Peter and Otto spent the day in near silence, the seats of Otto’s truck giving off vapors of leather. Otto drove the orchard roads, stopping only so Peter could dash out in the rain to open a gate, or chase down the ripple of an empty candy wrapper. No matter how much time they spent together, Peter couldn’t shake a nervousness around Otto, a wary formality. People liked Otto, thought he was fun. And he was fun, the brittle kind of fun that could easily sour. Peter hadn’t ever seen Otto do anything, but he’d seen the ghosts of his anger. The first week Peter had moved in, he’d come across a hole punched in the kitchen wall. Heddy only rolled her eyes and said, ‘He sometimes drinks too much.’ She said the same thing when they saw the crumpled tail light on the truck. Peter tried to get serious and even brought up his own father, dredging up one of the tamer stories, but Heddy stopped him. ‘Otto pretty much raised me,’ she said. Peter knew their mother moved to the East Coast with her second husband, and their father had died when Heddy was fourteen. ‘He’s just having his shithead fun.’
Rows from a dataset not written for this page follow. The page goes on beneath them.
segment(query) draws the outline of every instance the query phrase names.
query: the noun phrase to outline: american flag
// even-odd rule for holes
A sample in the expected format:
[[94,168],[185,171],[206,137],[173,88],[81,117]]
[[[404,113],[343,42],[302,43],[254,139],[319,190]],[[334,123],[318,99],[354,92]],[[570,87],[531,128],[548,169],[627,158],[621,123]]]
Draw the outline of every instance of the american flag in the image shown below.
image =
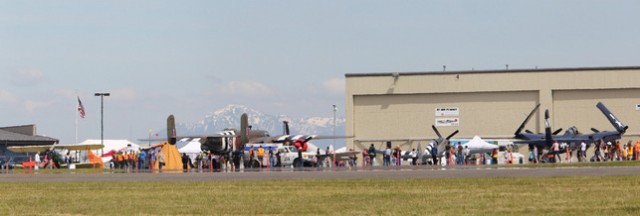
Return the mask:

And they did love each other, Otto and Heddy, living in easy parallel habitation, as if the other person was a given, beyond like or dislike. They surprised Peter sometimes with their sentimentality. Some nights, they watched the movies they’d loved as children, colorized films from the fifties and sixties: orphans who could talk to animals, a family of musicians that lived in a submarine. The movies were oddly innocent – they bored Peter, but Otto and Heddy loved them without irony. Otto’s face went strangely soft during these movies, Heddy on the couch between Otto and Peter, her socked feet escaping from under the blanket. Peter heard them talking, sometimes: they carried on long, sober conversations, their voices sounding strangely adult, conversations that trailed off whenever Peter came into the room. He’d been surprised that neither Heddy nor Otto cared that much about nudity, Otto striding naked down the hall to the shower, his chest latticed with dark hair.
When Peter talked to Otto, it was only about yield. How many tons of almonds per acre, what kind of applications they’d make to the soil in a few weeks, after harvest was over. When they drove past any of the workers in their blue rain ponchos, up in the trees on ladders, or gathered around chubby orange water coolers, Otto would honk the horn so they jumped. One man held up his hand in silent greeting. Others shielded their eyes to watch the truck pass.
They were mostly seasonal pickers, moving from farm to farm, and a few students on leave from fancy colleges. The students accepted produce and a place to live as trade, an arrangement that Otto found endlessly amusing. ‘They got college degrees!’ Otto crowed. ‘They email these fucking essays to me. Like I’m going to turn them down.’
The new guy Otto had hired was different. Otto didn’t even ask him if he’d work for trade. He had already asked for advances on his salary, accompanied by careful lists of his hours written on the backs of envelopes. Peter knew Otto had let the guy’s wife work, too. Nobody seemed to care who watched their boy, except for Peter, who kept his mouth shut.